West Michigan housing experts say a program recently rolled out by the Michigan State Housing Development Authority will help stabilize renters and landlords who have been struggling financially throughout the COVID-19 pandemic.
The $282 million COVID Emergency Rental Assistance (CERA) program is replacing the Eviction Diversion Program that MSHDA launched in July 2020, which helped about 16,000 Michigan households avoid eviction and catch up on rent payments. In addition to the CERA program, another $340 million in federal funds is waiting to be appropriated by the state Legislature, bringing the program to $622 million.
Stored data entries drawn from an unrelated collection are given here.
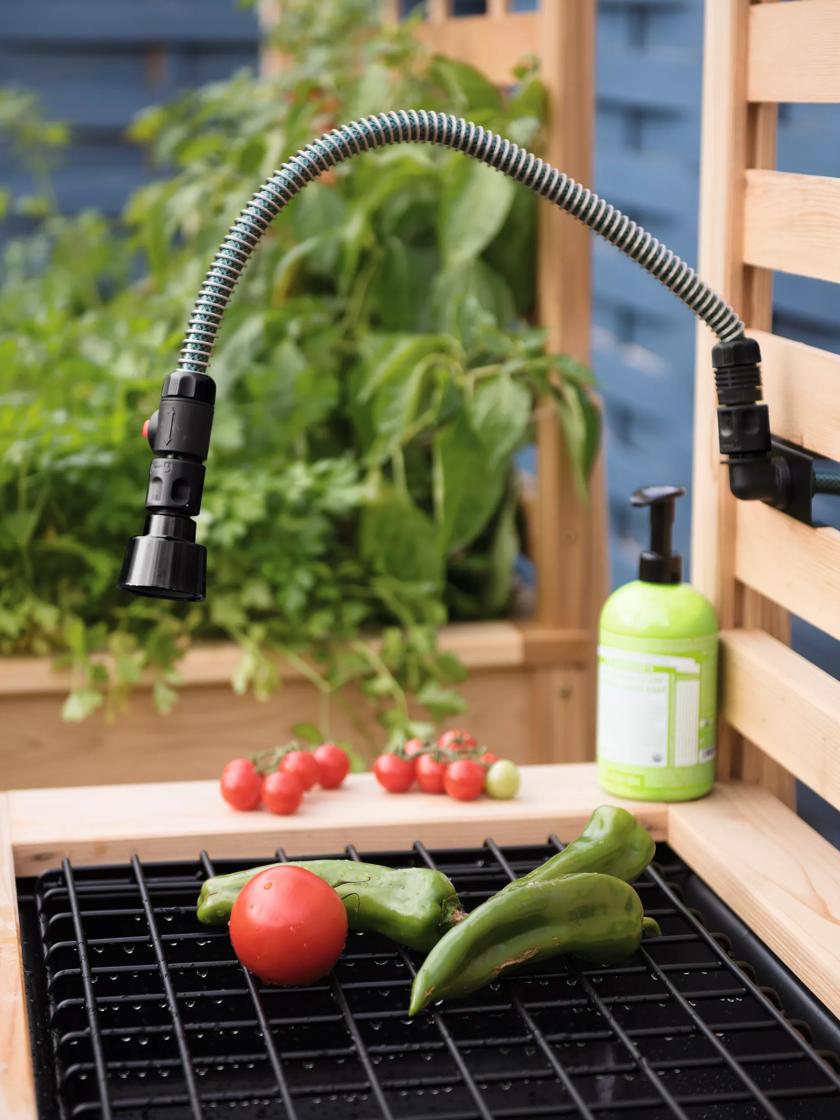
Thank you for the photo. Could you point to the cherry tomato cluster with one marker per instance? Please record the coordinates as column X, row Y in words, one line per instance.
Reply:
column 279, row 778
column 455, row 765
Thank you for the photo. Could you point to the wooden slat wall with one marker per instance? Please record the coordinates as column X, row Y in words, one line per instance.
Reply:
column 782, row 714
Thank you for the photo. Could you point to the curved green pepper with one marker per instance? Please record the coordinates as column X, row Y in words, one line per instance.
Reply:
column 596, row 916
column 613, row 842
column 413, row 906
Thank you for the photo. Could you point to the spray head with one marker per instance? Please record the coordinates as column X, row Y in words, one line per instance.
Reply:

While housing experts say many people who lost jobs during the pandemic have started returning to work, many still need help with living expenses.
MSHDA estimates that 50,000 to 55,000 families will be able to receive financial assistance through CERA, with an anticipated average rental assistance payout that could be as much as $10,000. The previous program had an average payout of $3,300 per household.
“We’re seeing more people getting their income back to where it used to be before COVID-19, but they’re still behind because once you’re behind, it’s hard to get back,” said Jacob Beach, program director at Kalamazoo-based Housing Resources Inc. “We’re not seeing the need slow down.”
Housing Resources helped connect 700 households in Kalamazoo County with $2 million in rental assistance funding since the start of the pandemic through the state Eviction Diversion Program, Beach said. In Ottawa County, 485 tenants were able to access the eviction diversion funding. As of March 23, 260 people in Ottawa County were on the wait list or in the process of being connected to relief funding, said Jessi Christensen, eviction diversion lead at Good Samaritan Ministries.
Under CERA, 65 percent of the funds ($405 million) must be spent or obligated by Sept. 30. CERA funding comes from the federal COVID-19 aid package passed in December 2020. Of the $622 million allocated to Michigan as part of the package, $560 million will be used directly on rental and utility assistance, with the remaining $62 million set aside for case management, administrative and legal services.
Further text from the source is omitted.